My sister cried a lot in the month following. I honestly do not remember crying, but I'm sure that I must have. We sat outside a lot, leaning against the cool metal of the apartment mailboxes, talking about what happened and telling tales of our past battles with him. We waged great wars against our parents for later curfews. We stood united and defended against their attacks with the hopes that if we fought long enough they would surrender. I think I dealt with it better than my sister; I was the stronger one between us. People always thought I was older because she acted like the younger sister, always needing my protection and advice. Many people still think that. I smothered a lot of my grief so she could lean on me.

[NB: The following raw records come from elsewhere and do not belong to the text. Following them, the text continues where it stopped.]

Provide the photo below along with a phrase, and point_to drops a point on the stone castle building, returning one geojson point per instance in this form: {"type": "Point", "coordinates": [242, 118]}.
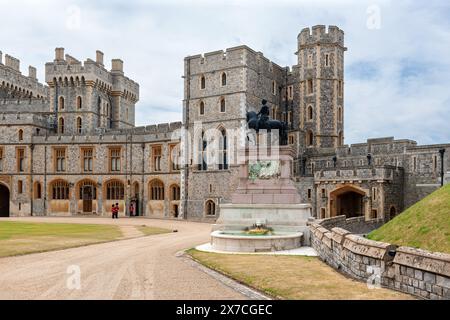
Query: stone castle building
{"type": "Point", "coordinates": [71, 147]}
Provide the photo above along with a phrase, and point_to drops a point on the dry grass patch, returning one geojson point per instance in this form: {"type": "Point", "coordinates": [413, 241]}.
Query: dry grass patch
{"type": "Point", "coordinates": [425, 225]}
{"type": "Point", "coordinates": [18, 238]}
{"type": "Point", "coordinates": [149, 231]}
{"type": "Point", "coordinates": [293, 277]}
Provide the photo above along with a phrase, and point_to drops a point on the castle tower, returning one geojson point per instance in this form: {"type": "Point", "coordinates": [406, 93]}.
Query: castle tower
{"type": "Point", "coordinates": [321, 67]}
{"type": "Point", "coordinates": [86, 97]}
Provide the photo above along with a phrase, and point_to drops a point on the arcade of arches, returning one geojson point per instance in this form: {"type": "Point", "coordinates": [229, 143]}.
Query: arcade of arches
{"type": "Point", "coordinates": [4, 201]}
{"type": "Point", "coordinates": [348, 201]}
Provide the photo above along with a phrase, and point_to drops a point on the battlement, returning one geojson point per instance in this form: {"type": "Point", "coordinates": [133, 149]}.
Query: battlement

I told her to think of it as though he moved to a different state. I think I said Texas. At night I could hear her in the bed above me crying. It seemed like nothing could comfort her. Then one day she woke up with a restrained smile on her face. She told me she had a dream. She saw him smiling at her, he told her that he was happy.
Even after the dream, for a long time my sister could not cross the street by herself. She would always hold my hand, gripping it tightly as though I were the only thing keeping her tethered to the land of the living. She gave up her dream of running track, they were supposed to tryout together the next year. She never rode a bike again after that day. Yet, somehow that dream was all she needed to stop crying. She needed him to tell her that it was okay. I have never seen her cry about his death since then.
The Memorial
I could not go to the funeral. How do you ask a stranger where your mutual loved one will be buried? Do you knock on the door? Do you call? What is the proper etiquette for dealing with grieving parents? Maybe proper is not the right word. I didn’t really want to go to the funeral anyway, to see him unmoving, the unnerving stillness of a wax doll, stealing his once expressive face from him. That would have been the worst thing possible. It was unnatural to me that only in death are we truly still. It was probably for the best that I did not go to the funeral. I felt like every future attempt to recall any memories of him would be bleakly tainted by a haunting stillness. All these years have passed and I have never seen the grave. I’m not sure I could have handled going even if I knew where it was.
For three years, on the bus ride to school, I would see it. Each passing made it a little easier to forget, and a little easier to remember. It was all that I had left, a faded white cross with a few roses littered around it, a fast food restaurant to the left and my middle school disjointedly sprawled on the right. Now, dry dirt marks the spot where his cross once nestled in the grass as though his death had permeated the very land leaving it barren. Those who remember its exact placement, the red and white roses surrounding it, the sliver of wood protruding from one side of the cross, remember its importance.
Two years seemed like a lifetime as a kid, best friends were made quickly and enemies were lifelong nemesis. Most of those kids are distance memories now. I have not seen of spoken to them since we moved, but I still remember their names, their faces, and how long it took me to walk to their front door from my front porch.
It was our worst fear. Though we never realized we feared it until it came to pass. It was one of those fears that lingers just on the edge of your subconscious thoughts, taking form in creeping nightmares at three o’clock in the morning jerking you from a restless sleep, half formed scream perched on the tip of your tongue. Always quickly dismissed. It was just a dream. That will never happen to me.